The land always surprises me and reminds me why I am here. Today, while riding along with all of you, I counted eight different grasses in a little over three-quarters of a mile. I’ve never seen more than three of theses grasses at the same time. Seed from this grass has lain dormant for years and years during this terrible drought we have been going through. But the land will fool you. People would ride through this area two or three years ago and say the livestock, wild horses and other animals have decimated it. But, all the land was waiting for was a little it more moisture and now it is a blossoming paradise. So you see, we have to take the long look when we are observing the land and analyzing it. In fact, truth be told, humans have not been around that long by comparison.

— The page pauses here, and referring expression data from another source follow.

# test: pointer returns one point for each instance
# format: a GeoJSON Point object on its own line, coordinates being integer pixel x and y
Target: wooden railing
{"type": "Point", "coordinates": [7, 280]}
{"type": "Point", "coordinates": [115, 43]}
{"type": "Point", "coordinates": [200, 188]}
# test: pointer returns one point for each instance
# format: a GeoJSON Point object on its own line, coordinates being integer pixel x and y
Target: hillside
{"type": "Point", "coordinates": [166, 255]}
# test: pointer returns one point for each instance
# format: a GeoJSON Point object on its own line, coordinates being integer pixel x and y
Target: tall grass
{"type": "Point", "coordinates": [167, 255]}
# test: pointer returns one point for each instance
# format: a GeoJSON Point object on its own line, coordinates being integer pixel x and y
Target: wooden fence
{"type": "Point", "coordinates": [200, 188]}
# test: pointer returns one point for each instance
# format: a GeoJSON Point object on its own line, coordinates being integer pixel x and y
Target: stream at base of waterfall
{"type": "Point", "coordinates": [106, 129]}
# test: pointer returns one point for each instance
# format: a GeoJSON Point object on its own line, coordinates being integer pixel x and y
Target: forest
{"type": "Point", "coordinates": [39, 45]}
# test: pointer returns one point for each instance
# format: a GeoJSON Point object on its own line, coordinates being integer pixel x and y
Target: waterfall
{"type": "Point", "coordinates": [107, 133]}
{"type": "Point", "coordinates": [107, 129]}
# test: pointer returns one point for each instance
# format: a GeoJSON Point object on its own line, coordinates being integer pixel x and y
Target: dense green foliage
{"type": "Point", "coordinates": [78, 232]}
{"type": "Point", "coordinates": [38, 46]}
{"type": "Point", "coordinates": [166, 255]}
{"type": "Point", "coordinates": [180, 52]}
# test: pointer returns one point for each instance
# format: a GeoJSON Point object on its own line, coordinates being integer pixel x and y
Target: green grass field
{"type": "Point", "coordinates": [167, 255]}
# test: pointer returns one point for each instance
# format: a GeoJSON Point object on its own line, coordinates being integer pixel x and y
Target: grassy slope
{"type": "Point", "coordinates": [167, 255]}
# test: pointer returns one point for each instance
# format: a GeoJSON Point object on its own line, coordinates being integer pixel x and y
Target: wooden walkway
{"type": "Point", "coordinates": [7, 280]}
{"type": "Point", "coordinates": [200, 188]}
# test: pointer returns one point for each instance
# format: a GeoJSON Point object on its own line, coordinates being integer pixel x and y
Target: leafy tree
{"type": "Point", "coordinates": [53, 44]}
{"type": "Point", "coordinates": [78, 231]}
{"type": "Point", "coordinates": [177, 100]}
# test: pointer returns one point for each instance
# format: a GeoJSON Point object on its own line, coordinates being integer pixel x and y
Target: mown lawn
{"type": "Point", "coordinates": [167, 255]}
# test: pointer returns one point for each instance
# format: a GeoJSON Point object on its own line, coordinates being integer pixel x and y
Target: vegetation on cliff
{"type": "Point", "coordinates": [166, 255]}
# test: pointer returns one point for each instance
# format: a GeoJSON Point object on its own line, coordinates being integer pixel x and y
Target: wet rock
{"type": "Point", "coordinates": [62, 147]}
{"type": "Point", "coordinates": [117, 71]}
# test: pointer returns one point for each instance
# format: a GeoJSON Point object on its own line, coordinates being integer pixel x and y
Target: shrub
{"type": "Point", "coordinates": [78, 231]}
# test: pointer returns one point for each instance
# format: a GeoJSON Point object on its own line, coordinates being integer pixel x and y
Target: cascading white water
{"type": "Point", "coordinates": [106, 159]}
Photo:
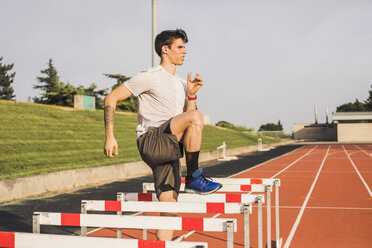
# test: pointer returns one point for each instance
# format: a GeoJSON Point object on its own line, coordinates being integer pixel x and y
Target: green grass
{"type": "Point", "coordinates": [37, 139]}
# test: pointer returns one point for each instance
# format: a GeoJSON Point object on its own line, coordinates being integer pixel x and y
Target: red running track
{"type": "Point", "coordinates": [325, 200]}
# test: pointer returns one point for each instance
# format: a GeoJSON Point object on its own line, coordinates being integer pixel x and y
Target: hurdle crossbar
{"type": "Point", "coordinates": [165, 207]}
{"type": "Point", "coordinates": [252, 186]}
{"type": "Point", "coordinates": [179, 207]}
{"type": "Point", "coordinates": [186, 197]}
{"type": "Point", "coordinates": [30, 240]}
{"type": "Point", "coordinates": [136, 222]}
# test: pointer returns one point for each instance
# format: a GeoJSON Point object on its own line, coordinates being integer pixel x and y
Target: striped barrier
{"type": "Point", "coordinates": [137, 222]}
{"type": "Point", "coordinates": [251, 185]}
{"type": "Point", "coordinates": [186, 197]}
{"type": "Point", "coordinates": [242, 188]}
{"type": "Point", "coordinates": [221, 199]}
{"type": "Point", "coordinates": [31, 240]}
{"type": "Point", "coordinates": [178, 207]}
{"type": "Point", "coordinates": [272, 182]}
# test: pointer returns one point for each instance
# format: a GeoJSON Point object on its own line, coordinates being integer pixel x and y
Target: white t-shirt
{"type": "Point", "coordinates": [160, 96]}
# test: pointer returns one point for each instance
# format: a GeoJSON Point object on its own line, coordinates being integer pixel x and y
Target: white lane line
{"type": "Point", "coordinates": [360, 176]}
{"type": "Point", "coordinates": [182, 237]}
{"type": "Point", "coordinates": [321, 208]}
{"type": "Point", "coordinates": [294, 162]}
{"type": "Point", "coordinates": [240, 172]}
{"type": "Point", "coordinates": [368, 154]}
{"type": "Point", "coordinates": [294, 228]}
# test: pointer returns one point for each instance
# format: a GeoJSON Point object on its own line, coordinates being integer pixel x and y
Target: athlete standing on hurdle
{"type": "Point", "coordinates": [167, 121]}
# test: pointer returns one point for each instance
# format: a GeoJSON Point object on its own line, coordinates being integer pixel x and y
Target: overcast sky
{"type": "Point", "coordinates": [261, 60]}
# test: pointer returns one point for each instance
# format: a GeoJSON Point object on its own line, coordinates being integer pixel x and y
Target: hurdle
{"type": "Point", "coordinates": [252, 185]}
{"type": "Point", "coordinates": [30, 240]}
{"type": "Point", "coordinates": [187, 203]}
{"type": "Point", "coordinates": [260, 147]}
{"type": "Point", "coordinates": [224, 157]}
{"type": "Point", "coordinates": [268, 183]}
{"type": "Point", "coordinates": [136, 222]}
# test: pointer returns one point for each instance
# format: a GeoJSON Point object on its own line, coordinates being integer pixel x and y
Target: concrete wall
{"type": "Point", "coordinates": [315, 132]}
{"type": "Point", "coordinates": [20, 188]}
{"type": "Point", "coordinates": [354, 132]}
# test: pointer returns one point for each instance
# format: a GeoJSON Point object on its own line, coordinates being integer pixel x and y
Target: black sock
{"type": "Point", "coordinates": [192, 163]}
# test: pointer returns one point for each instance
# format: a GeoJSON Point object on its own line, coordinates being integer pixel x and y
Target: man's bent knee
{"type": "Point", "coordinates": [196, 118]}
{"type": "Point", "coordinates": [168, 196]}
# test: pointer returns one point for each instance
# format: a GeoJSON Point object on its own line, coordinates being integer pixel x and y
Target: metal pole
{"type": "Point", "coordinates": [155, 60]}
{"type": "Point", "coordinates": [36, 223]}
{"type": "Point", "coordinates": [246, 225]}
{"type": "Point", "coordinates": [268, 196]}
{"type": "Point", "coordinates": [84, 210]}
{"type": "Point", "coordinates": [119, 197]}
{"type": "Point", "coordinates": [278, 240]}
{"type": "Point", "coordinates": [259, 226]}
{"type": "Point", "coordinates": [144, 234]}
{"type": "Point", "coordinates": [230, 234]}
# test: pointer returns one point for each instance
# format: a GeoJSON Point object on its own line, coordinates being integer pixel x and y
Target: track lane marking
{"type": "Point", "coordinates": [321, 208]}
{"type": "Point", "coordinates": [256, 166]}
{"type": "Point", "coordinates": [293, 162]}
{"type": "Point", "coordinates": [368, 154]}
{"type": "Point", "coordinates": [299, 216]}
{"type": "Point", "coordinates": [182, 237]}
{"type": "Point", "coordinates": [356, 169]}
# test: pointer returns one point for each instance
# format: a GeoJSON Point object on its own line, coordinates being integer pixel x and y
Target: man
{"type": "Point", "coordinates": [167, 121]}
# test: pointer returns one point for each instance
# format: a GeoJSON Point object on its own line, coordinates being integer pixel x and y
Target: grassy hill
{"type": "Point", "coordinates": [37, 139]}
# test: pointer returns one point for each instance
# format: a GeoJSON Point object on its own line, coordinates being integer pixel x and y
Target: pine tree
{"type": "Point", "coordinates": [368, 102]}
{"type": "Point", "coordinates": [6, 79]}
{"type": "Point", "coordinates": [50, 84]}
{"type": "Point", "coordinates": [280, 127]}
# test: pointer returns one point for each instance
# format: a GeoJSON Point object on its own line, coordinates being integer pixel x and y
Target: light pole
{"type": "Point", "coordinates": [155, 60]}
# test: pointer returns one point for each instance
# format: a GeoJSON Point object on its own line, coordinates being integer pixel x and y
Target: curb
{"type": "Point", "coordinates": [62, 181]}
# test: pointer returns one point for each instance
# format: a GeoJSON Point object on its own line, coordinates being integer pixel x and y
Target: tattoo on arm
{"type": "Point", "coordinates": [109, 116]}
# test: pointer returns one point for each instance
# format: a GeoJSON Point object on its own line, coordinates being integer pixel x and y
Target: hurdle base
{"type": "Point", "coordinates": [279, 243]}
{"type": "Point", "coordinates": [227, 158]}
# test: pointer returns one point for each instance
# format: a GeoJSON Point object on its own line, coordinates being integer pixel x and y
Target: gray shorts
{"type": "Point", "coordinates": [160, 150]}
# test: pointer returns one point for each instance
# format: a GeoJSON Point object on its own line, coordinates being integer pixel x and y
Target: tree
{"type": "Point", "coordinates": [98, 94]}
{"type": "Point", "coordinates": [51, 86]}
{"type": "Point", "coordinates": [351, 107]}
{"type": "Point", "coordinates": [357, 106]}
{"type": "Point", "coordinates": [130, 104]}
{"type": "Point", "coordinates": [226, 124]}
{"type": "Point", "coordinates": [271, 127]}
{"type": "Point", "coordinates": [368, 101]}
{"type": "Point", "coordinates": [6, 79]}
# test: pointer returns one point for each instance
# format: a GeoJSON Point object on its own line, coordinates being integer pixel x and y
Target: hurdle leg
{"type": "Point", "coordinates": [230, 234]}
{"type": "Point", "coordinates": [144, 234]}
{"type": "Point", "coordinates": [268, 197]}
{"type": "Point", "coordinates": [260, 245]}
{"type": "Point", "coordinates": [247, 212]}
{"type": "Point", "coordinates": [119, 197]}
{"type": "Point", "coordinates": [278, 239]}
{"type": "Point", "coordinates": [36, 223]}
{"type": "Point", "coordinates": [83, 231]}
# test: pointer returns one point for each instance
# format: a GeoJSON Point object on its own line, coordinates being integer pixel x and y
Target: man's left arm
{"type": "Point", "coordinates": [192, 88]}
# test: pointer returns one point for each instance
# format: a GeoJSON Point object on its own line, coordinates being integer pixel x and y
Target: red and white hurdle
{"type": "Point", "coordinates": [137, 222]}
{"type": "Point", "coordinates": [251, 185]}
{"type": "Point", "coordinates": [31, 240]}
{"type": "Point", "coordinates": [178, 207]}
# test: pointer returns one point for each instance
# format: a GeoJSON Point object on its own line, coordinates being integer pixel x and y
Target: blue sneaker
{"type": "Point", "coordinates": [201, 185]}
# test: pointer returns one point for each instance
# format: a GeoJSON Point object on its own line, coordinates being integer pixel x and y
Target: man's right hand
{"type": "Point", "coordinates": [111, 148]}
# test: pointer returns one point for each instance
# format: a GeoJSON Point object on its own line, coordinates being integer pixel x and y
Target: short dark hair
{"type": "Point", "coordinates": [166, 38]}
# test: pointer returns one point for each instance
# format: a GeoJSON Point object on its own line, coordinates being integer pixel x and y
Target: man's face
{"type": "Point", "coordinates": [176, 53]}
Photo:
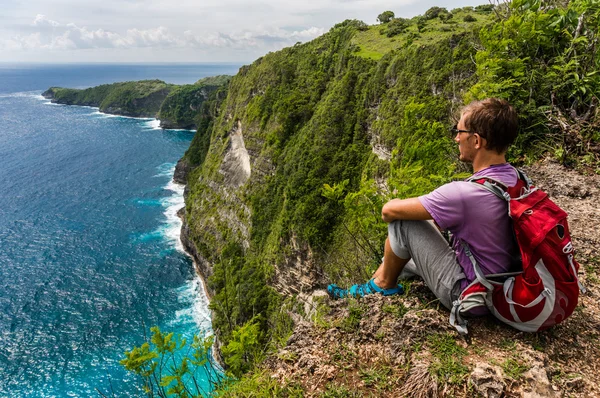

This country has a diverse and varied plant life, and if the people who really know this land were allowed to work it and improve it with some reasonable but flexible regulations, it would thrive and become even more productive. The people remind me of why we do what we do. Be it our family, or the need to help feed a nation of people or helping all of you understand the importance of ranching and those who are valiantly trying to make a living off this land. America became a food importing nation for the first time in our history last year. Do you really want to become dependent on foreign nations for your food as you are for your oil?
At the end, it is the people who are the most important because without you helping us to tell our story and without us carrying on this 10,000 year-old tradition, nothing would really matter very much.
C. Joseph Guild III is a Nevada rancher and past president of the Nevada Cattleman's Association. He is active in spreading the word to folks not familiar with ranching life about the importance of the western way of life.